Saul discovered that in this world, his love of verse made him a wizard. But his newfound magic earned him a dreadful foe: Queen Suettay, a false monarch without peer for wickedness and corruption. A fearsome sorceress herself, with armies steeped in evil ready to obey her every sinful command, she determined to break Saul’s growing power—or win his soul for Satan.

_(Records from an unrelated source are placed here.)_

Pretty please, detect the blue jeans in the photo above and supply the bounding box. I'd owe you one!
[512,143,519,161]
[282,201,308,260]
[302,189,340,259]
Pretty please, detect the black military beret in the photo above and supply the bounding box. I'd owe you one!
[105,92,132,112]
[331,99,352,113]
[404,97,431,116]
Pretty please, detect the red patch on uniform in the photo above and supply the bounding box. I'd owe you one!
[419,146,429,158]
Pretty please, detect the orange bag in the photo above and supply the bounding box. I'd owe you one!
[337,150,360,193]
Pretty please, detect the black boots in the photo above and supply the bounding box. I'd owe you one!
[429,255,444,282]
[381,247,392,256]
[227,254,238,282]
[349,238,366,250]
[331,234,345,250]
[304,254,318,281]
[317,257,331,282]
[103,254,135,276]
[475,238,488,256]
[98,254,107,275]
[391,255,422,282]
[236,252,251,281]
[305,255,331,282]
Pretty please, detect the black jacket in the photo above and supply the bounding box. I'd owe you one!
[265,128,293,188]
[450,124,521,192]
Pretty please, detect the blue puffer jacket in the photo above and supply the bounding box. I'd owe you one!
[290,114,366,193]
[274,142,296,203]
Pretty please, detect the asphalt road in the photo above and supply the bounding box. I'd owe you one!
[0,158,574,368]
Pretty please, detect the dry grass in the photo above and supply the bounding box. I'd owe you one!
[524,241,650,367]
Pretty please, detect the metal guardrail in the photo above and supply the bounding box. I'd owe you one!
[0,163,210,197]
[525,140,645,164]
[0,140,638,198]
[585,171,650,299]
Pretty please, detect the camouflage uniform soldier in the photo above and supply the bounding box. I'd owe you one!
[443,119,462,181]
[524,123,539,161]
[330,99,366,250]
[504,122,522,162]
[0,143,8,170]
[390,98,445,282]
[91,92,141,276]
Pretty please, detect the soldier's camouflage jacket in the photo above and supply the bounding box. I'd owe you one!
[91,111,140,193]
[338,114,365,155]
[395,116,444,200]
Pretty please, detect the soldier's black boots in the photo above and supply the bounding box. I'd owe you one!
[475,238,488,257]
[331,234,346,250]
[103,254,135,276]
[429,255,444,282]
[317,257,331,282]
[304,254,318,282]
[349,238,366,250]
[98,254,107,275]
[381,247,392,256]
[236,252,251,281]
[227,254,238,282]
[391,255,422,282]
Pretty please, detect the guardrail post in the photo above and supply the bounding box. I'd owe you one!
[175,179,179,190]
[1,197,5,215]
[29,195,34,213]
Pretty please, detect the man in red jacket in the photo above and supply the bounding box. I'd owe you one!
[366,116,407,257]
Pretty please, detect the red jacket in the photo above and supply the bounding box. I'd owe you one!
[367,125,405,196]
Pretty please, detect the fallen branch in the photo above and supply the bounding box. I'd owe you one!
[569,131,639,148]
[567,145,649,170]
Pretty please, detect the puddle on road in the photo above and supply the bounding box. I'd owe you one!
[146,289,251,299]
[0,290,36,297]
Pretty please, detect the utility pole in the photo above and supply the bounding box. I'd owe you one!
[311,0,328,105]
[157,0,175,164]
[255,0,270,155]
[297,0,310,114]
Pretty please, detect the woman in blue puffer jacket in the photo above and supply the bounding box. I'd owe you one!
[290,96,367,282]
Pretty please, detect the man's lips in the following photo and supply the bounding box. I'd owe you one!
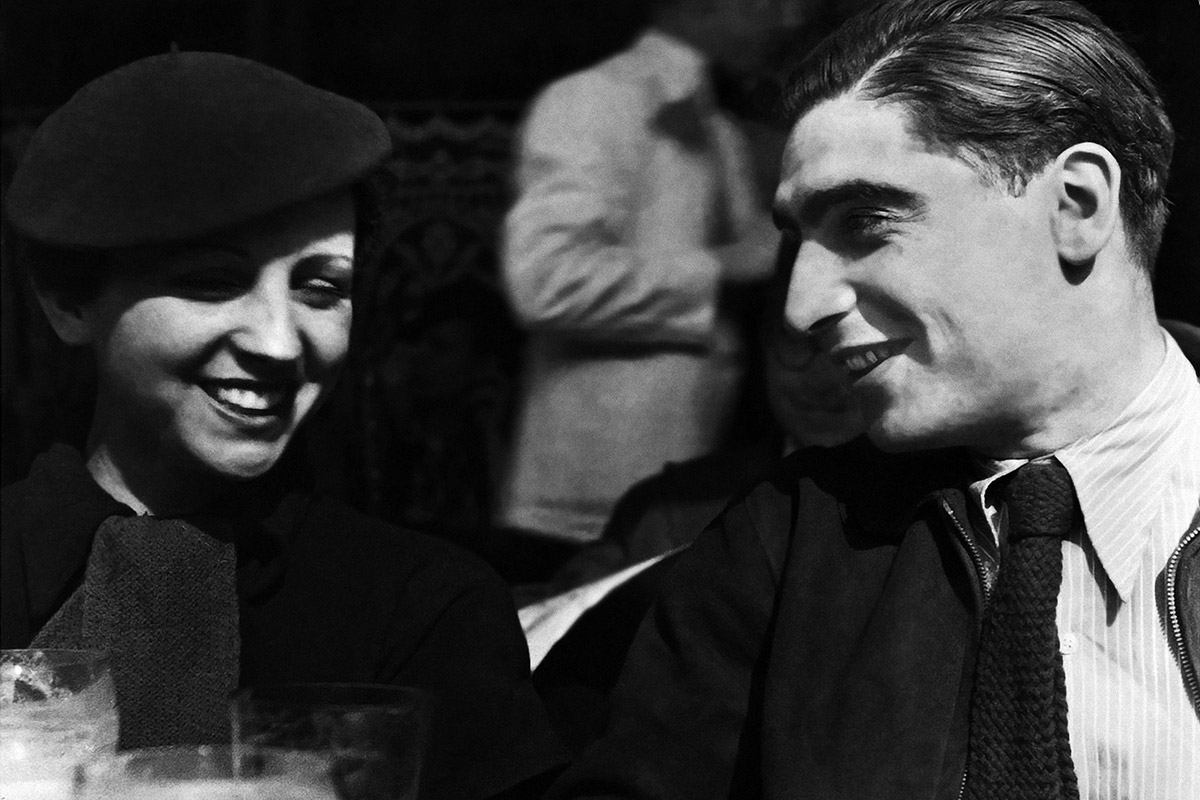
[830,340,910,379]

Fortunately, Saul earned some stalwart friends, as well: Gruesome the troll and young Squire Gilbert; Saul’s own guardian angel, and the beautiful—if unsubstantial—Angelique. But he’d need the help of the mysterious Spider King to spin a web strong enough to trap this tyrant!
PUBLISHERS WEEKLY
The third book in the Wizard of Rhyme series (after The Oathbound Wizard ) again features protagonist Saul Bremener, a hero so selectively thickheaded that there are several places where this often pleasant narrative seems more an excerpt from Kant's Critique of Pure Reason than a novel. Stasheff has a clever concept here: that Saul is neither good nor evil, while others in his fantasy world must be either one or the other. But he fails to make him a credible character; only a severe Calvinist could describe Saul as amoral. Saul is uncommonly dense when the author desires him to be, a trait he's not likely to share with most readers, who will find themselves way ahead of Saul in figuring out what's going on. Although he is surrounded by a crowd of well-wrought supporters--a knight, a bard, a ghost, a fairy and a delightful troll named Gruesome--Saul experiences a series of adventures that are more repetitive than suspenseful. Moreover, Stasheff's pedantry and philosophical hair-splitting rapidly become tedious.